1. Introduction
The field of algal ecology is still largely dominated by classical approaches, such as microscopic identification of algae including abundance measurements, determination of chlorophyll A concentrations and other group-specific compounds by spectrometry, establishment of cultures for further analysis, etc. [
1,
2,
3]. In contrast, molecular methods (metabarcoding, metagenomics, meta-transcriptomics) are widely used in other fields of microbial ecology (e.g., study of fungi and bacteria). Only barcoding is used to some extent in algal ecology, mostly to identify algae in culture at the molecular level.

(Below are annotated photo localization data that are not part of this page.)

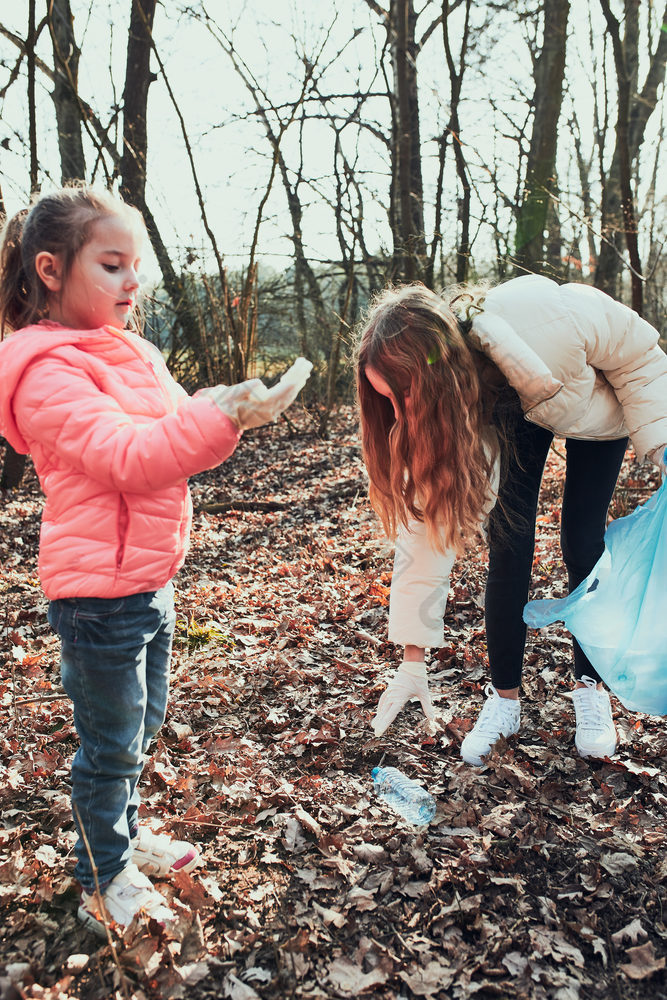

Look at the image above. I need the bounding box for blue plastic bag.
[523,472,667,715]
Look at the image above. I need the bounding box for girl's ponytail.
[0,209,34,338]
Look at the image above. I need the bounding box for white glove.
[372,660,435,736]
[649,445,667,479]
[201,358,312,430]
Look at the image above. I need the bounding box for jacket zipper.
[109,328,186,578]
[116,495,129,571]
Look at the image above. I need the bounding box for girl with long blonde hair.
[356,277,667,765]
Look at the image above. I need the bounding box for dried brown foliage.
[0,410,665,999]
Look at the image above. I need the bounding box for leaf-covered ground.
[1,408,666,1000]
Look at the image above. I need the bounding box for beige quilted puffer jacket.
[388,275,667,649]
[471,275,667,461]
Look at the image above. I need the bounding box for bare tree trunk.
[319,269,356,439]
[293,265,309,360]
[569,111,598,274]
[120,0,155,206]
[47,0,85,181]
[514,0,569,276]
[318,122,360,437]
[0,442,26,489]
[642,109,665,336]
[207,20,331,367]
[271,144,330,363]
[1,21,117,178]
[27,0,38,193]
[3,3,38,489]
[545,176,563,279]
[119,0,211,385]
[119,1,185,318]
[434,0,472,288]
[597,0,642,311]
[391,0,427,281]
[595,0,667,306]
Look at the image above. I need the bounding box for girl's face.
[45,213,143,331]
[365,365,410,420]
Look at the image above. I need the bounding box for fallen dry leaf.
[619,941,666,980]
[1,412,665,1000]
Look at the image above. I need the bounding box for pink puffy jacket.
[0,322,241,599]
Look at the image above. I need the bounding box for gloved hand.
[372,660,435,736]
[649,445,667,479]
[201,357,312,430]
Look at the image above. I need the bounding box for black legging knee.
[485,407,627,689]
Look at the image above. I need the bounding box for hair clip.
[427,349,439,365]
[464,298,485,322]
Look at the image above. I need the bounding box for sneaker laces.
[474,683,519,736]
[574,677,610,730]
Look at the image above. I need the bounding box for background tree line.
[1,0,665,474]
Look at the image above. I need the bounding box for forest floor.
[1,406,666,1000]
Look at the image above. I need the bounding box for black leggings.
[485,410,627,689]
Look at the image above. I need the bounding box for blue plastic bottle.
[372,766,436,825]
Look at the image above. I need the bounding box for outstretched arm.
[373,437,500,736]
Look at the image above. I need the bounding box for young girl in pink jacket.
[0,184,310,935]
[357,281,667,765]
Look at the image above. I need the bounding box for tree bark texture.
[0,442,27,491]
[595,0,667,309]
[27,0,38,193]
[118,0,213,388]
[435,0,472,287]
[120,0,156,207]
[47,0,85,181]
[7,2,40,491]
[390,0,427,281]
[570,115,598,273]
[513,0,570,277]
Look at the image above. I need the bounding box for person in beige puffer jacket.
[356,276,667,765]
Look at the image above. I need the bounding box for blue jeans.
[47,583,175,890]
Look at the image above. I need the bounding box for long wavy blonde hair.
[355,282,502,554]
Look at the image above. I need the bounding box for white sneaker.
[572,676,617,759]
[460,684,521,765]
[78,863,175,937]
[132,826,201,877]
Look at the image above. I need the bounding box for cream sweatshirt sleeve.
[387,433,500,649]
[388,519,457,648]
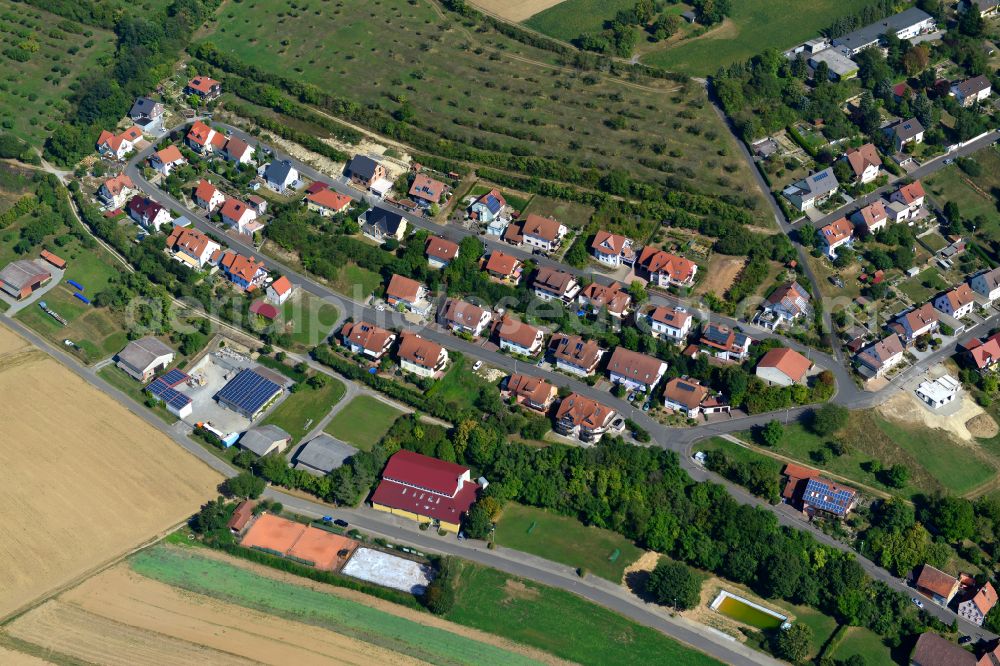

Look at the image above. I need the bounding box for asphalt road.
[0,314,778,666]
[806,130,1000,232]
[119,121,999,638]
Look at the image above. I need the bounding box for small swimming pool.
[711,590,789,630]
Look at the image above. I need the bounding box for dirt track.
[0,323,221,620]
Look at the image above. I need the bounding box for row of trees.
[44,0,221,164]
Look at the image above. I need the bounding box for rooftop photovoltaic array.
[159,369,190,387]
[803,478,854,515]
[146,377,193,412]
[215,368,282,415]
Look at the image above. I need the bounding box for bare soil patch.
[0,323,221,620]
[503,579,541,603]
[877,391,988,443]
[695,255,745,297]
[470,0,567,22]
[968,413,1000,439]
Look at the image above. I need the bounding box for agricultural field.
[324,394,404,451]
[262,374,346,442]
[448,563,721,665]
[495,503,643,581]
[199,0,769,218]
[0,324,220,620]
[5,545,557,665]
[0,0,116,148]
[98,363,179,424]
[471,0,568,23]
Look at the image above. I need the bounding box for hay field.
[470,0,566,22]
[0,323,221,620]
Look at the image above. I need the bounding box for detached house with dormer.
[636,247,697,288]
[850,199,888,234]
[220,197,260,235]
[819,217,854,259]
[577,281,632,318]
[441,298,492,338]
[532,267,580,303]
[649,306,693,342]
[186,120,224,153]
[855,334,905,377]
[97,174,137,208]
[185,76,221,100]
[519,214,567,254]
[216,250,267,292]
[548,334,604,376]
[127,195,170,229]
[591,231,636,267]
[606,347,667,393]
[699,323,752,361]
[194,179,226,212]
[892,303,939,343]
[495,315,545,356]
[934,283,976,319]
[223,137,255,164]
[166,225,220,269]
[397,331,448,378]
[844,143,882,184]
[340,320,396,361]
[149,145,186,177]
[763,281,811,328]
[783,168,839,211]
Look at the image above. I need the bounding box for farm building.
[144,369,194,418]
[115,337,175,382]
[0,260,51,300]
[215,367,285,419]
[294,434,358,476]
[40,250,66,270]
[371,449,481,532]
[238,424,292,456]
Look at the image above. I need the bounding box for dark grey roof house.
[129,97,164,123]
[264,159,298,191]
[347,155,380,182]
[361,206,405,240]
[294,434,358,475]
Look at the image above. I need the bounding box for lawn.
[874,416,994,496]
[521,194,594,229]
[829,626,894,666]
[97,364,178,425]
[494,503,644,581]
[638,0,876,76]
[0,0,116,147]
[925,147,1000,246]
[200,0,769,220]
[262,375,346,443]
[897,267,948,304]
[129,546,542,666]
[279,292,339,349]
[425,355,496,414]
[698,437,783,476]
[331,262,383,301]
[447,562,722,666]
[324,394,404,451]
[15,240,128,364]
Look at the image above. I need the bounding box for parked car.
[944,158,954,165]
[959,636,972,645]
[911,597,924,608]
[472,360,483,371]
[333,518,349,528]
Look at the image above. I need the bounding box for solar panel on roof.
[813,172,828,181]
[215,368,282,415]
[804,478,853,514]
[146,379,192,410]
[160,369,190,387]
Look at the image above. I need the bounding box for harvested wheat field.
[0,323,221,620]
[6,566,425,666]
[470,0,566,22]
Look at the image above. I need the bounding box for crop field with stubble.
[0,324,221,621]
[200,0,768,218]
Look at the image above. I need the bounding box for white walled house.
[649,306,692,342]
[933,284,976,319]
[970,267,1000,303]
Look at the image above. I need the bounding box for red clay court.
[240,513,358,570]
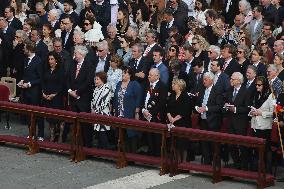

In the light microscopic approach, the taxa of interest are typically identified by morphological characteristics such as colour, cell size and shape, or motility [
4,
5,
6,
7]. The use of light microscopy for identification is relatively fast and inexpensive compared to molecular techniques [
8], but requires expert knowledge for many taxa, as morphological features are often difficult to recognise and distinguish [
9].
Morphological characteristics are not always stable, as they can change in response to environmental factors [
10]. Alternatively, a set of molecular sequence markers, known as barcodes, can be used when unialgal cultures are available [
11]. Typical barcode sequences used for algae are the 16S/18S rRNA gene and internal transcribed spacer (ITS) rDNA, RuBisCO large subunit (rbcL), plastid elongation factor tufA, cytochrome oxidase I (COX I) [
12,
13,
14,
15,
16,
17,
18]. A major drawback of this approach is that the majority of microorganisms present in environmental samples are unculturable [
19,
20,
21,
22]. To overcome the limitations of cultivation, metabarcoding can be used to assess biodiversity [
23,
24,
25]. Total DNA (eDNA) is extracted from an environmental sample and used as a template to generate an amplicon mixture from a barcoding gene [
23]. The resulting PCR products are then sequenced using high-throughput sequencing (HTS) technology [
23,
26]. Taxa are identified by annotating the resulting sequence reads against an appropriate database, and sequence counts provide information on taxonomic abundance in the sample [
23,
27]. However, (meta)barcoding also has several pitfalls, such as the introduction of sequence errors during PCR, the design of appropriate metabarcoding primers that cover all taxa of interest, and again the need for appropriate reference databases [
23].
PCR-dependent bias and reliance on single barcodes can be avoided by using shotgun metagenomics and metatranscriptomics [
28,
29]. Similar to metabarcoding, total nucleic acids are isolated from an environmental sample, but the amplification step is omitted [
28,
29]. Instead, total DNA or cDNA is applied directly to HTS and the resulting sequences are assembled for any gene or transcript of interest, such as small ribosomal subunit RNA [
30]. This powerful approach allows more reliable taxonomic identification than metabarcoding [
31], but is dependent on the availability of correctly determined sequence data [
28,
32].
While working on biological soil crusts in polar regions, we identified a significant potential of metagenomics and metatranscriptomics for algal ecology e.g., [
33,
34,
35,
36]. We were able to show that metabarcoding revealed higher biodiversity than the traditional light microscopy approach [
34]. Furthermore, in a recent paper we showed that metagenomics is a more effective approach than metabarcoding for studying algal biodiversity in natural habitats [
31]. In this study, we directly compare light microscopic and metagenomic methods to study the biodiversity of freshwater ponds in the Eifel National Park, Germany.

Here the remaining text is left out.